Yes, if the prompt is explicit about the repository, workdir, tests, deployment path, and live verification. A publishing cron should not stop at a draft or report; it should ship, test, deploy, and verify the live URL before reporting success.

When should a Hermes cron job use script-only no_agent mode?

Use no_agent mode when a deterministic script can decide whether anything changed, such as backups, index checks, price thresholds, or service health monitors. It saves model calls and keeps quiet jobs quiet.

How do I keep scheduled Hermes reports from going to the wrong place?

Pin the delivery target, profile, and workdir in the job. After the first run, verify the exact Telegram topic, Discord channel, email, or file path instead of assuming origin delivery picked the right destination.

Why does my Hermes cron job fail with 'hermes_plugins.discord_platform.adapter: no bot token configured'?

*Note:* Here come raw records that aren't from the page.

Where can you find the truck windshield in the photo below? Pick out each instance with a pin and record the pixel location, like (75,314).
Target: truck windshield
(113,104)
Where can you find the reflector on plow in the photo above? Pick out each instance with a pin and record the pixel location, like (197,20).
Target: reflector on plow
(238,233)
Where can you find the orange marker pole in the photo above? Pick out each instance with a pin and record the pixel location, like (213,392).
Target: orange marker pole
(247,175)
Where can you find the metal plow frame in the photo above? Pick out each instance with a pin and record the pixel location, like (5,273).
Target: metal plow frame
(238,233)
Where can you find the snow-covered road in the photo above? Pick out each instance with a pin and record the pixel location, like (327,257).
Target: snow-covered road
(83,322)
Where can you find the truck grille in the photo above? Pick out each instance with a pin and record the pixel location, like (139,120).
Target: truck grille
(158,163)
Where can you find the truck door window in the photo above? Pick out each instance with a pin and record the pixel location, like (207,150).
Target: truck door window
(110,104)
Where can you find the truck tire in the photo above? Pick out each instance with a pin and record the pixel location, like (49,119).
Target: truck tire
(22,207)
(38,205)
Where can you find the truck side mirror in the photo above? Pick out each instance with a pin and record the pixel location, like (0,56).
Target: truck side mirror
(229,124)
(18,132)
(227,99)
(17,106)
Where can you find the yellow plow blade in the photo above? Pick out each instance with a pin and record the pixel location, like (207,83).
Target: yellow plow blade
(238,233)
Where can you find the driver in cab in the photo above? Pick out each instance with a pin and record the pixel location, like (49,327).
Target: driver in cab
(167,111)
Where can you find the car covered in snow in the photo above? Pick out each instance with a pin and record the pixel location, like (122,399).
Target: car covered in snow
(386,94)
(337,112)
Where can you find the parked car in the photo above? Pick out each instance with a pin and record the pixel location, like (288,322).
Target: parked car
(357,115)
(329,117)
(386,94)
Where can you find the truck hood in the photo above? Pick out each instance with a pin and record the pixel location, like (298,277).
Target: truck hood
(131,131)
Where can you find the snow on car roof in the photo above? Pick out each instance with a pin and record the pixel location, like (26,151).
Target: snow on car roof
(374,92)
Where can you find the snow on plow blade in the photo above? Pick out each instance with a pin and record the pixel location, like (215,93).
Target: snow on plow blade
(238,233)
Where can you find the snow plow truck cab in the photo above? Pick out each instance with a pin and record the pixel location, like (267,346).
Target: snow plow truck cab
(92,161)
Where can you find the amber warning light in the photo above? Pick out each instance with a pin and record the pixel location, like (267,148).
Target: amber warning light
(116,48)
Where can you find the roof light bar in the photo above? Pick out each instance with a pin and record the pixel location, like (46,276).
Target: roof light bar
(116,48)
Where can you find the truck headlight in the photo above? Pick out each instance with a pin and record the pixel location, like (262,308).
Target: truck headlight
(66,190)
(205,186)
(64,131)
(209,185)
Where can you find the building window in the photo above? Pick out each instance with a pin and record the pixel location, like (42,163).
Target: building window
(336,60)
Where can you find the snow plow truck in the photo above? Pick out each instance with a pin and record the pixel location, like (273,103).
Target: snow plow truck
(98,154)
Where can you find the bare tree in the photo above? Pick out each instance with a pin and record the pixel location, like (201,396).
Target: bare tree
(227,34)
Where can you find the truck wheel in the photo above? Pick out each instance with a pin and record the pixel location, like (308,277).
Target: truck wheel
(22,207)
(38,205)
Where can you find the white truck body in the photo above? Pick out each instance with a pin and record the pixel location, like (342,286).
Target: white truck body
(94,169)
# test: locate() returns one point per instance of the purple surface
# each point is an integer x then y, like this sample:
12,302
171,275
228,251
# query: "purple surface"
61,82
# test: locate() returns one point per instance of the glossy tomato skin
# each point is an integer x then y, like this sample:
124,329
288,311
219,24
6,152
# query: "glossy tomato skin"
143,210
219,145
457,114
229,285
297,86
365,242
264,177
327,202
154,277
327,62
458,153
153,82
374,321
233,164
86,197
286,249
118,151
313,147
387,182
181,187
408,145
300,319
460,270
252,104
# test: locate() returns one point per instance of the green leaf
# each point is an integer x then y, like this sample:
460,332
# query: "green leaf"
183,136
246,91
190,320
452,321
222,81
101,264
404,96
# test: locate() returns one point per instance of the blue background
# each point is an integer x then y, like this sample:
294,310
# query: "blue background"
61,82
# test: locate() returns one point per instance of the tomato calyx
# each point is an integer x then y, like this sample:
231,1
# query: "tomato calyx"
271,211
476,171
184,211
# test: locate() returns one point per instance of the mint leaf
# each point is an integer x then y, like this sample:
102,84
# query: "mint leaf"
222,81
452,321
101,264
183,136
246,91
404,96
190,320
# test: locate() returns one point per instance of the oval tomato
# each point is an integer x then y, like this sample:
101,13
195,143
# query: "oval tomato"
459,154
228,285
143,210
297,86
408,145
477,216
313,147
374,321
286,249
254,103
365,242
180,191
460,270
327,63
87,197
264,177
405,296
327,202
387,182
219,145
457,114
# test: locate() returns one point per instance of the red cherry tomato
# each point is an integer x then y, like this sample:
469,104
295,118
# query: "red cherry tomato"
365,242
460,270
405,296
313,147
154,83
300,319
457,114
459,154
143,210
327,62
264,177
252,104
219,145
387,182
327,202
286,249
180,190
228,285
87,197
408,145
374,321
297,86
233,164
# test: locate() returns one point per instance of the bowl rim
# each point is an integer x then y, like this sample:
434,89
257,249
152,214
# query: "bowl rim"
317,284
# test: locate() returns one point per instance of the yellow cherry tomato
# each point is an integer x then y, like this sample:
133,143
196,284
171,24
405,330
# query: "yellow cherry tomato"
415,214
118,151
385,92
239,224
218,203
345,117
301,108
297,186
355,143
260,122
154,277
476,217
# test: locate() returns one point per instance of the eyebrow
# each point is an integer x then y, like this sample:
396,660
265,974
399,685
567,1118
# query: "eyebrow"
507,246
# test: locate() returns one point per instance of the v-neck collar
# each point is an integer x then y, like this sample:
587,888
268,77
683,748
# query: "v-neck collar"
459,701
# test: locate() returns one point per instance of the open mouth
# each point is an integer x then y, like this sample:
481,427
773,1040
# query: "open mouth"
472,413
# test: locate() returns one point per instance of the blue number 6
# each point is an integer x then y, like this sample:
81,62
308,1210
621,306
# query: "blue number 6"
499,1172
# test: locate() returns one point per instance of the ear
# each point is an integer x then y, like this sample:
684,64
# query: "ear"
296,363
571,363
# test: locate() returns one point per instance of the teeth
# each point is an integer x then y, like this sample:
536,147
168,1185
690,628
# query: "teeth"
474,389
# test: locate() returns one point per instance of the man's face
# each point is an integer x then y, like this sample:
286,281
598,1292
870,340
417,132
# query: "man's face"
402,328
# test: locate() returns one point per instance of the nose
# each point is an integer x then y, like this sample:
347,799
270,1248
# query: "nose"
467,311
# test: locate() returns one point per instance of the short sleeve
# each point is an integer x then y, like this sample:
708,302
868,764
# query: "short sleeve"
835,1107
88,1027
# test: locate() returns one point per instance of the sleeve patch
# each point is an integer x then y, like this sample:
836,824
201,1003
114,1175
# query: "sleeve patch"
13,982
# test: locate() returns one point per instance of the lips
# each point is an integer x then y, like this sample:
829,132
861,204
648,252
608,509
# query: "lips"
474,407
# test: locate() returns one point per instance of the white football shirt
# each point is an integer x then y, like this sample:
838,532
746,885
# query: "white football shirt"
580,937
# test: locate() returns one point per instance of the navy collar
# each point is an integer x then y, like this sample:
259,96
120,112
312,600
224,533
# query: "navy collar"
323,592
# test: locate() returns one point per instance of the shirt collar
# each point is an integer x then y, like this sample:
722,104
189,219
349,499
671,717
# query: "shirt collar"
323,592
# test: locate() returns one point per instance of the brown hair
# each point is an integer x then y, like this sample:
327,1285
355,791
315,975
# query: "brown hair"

That error means the Discord bot token is not in the Hermes profile running the cron job. Check that the gateway process uses the same profile as the cron job, that the Discord token is in that profile's .env, and that the Hermes profile running the gateway has 'discord' in its enabled platform list. If you are using separate profiles for CLI and the bot, the cron job delivery must go through the profile that owns the Discord token, not the CLI profile. Use the gateway troubleshooting guide to verify the Discord adapter state before assuming the cron job is broken.

Why does Hermes crash with an AttributeError about 'DiscordAdapter' after an update or restart?

That usually means the gateway process is running old in-memory modules after a Hermes update. The Discord adapter can start and show as connected, but a gateway turn then calls a method that no longer exists in the installed version. Fix it by updating Hermes to the latest version and hard-restarting the gateway service — not just sending /restart from inside the running gateway, but killing and relaunching the actual process. On macOS, use launchctl to bootstrap the service after bootout rather than relying on a /restart that depends on a working agent loop.

Should a cron job be considered successful if it appears in the dashboard?

No. The dashboard can confirm schedule and runtime state, but success should be the real output: delivered message, committed file, live URL, or verified quiet monitor result.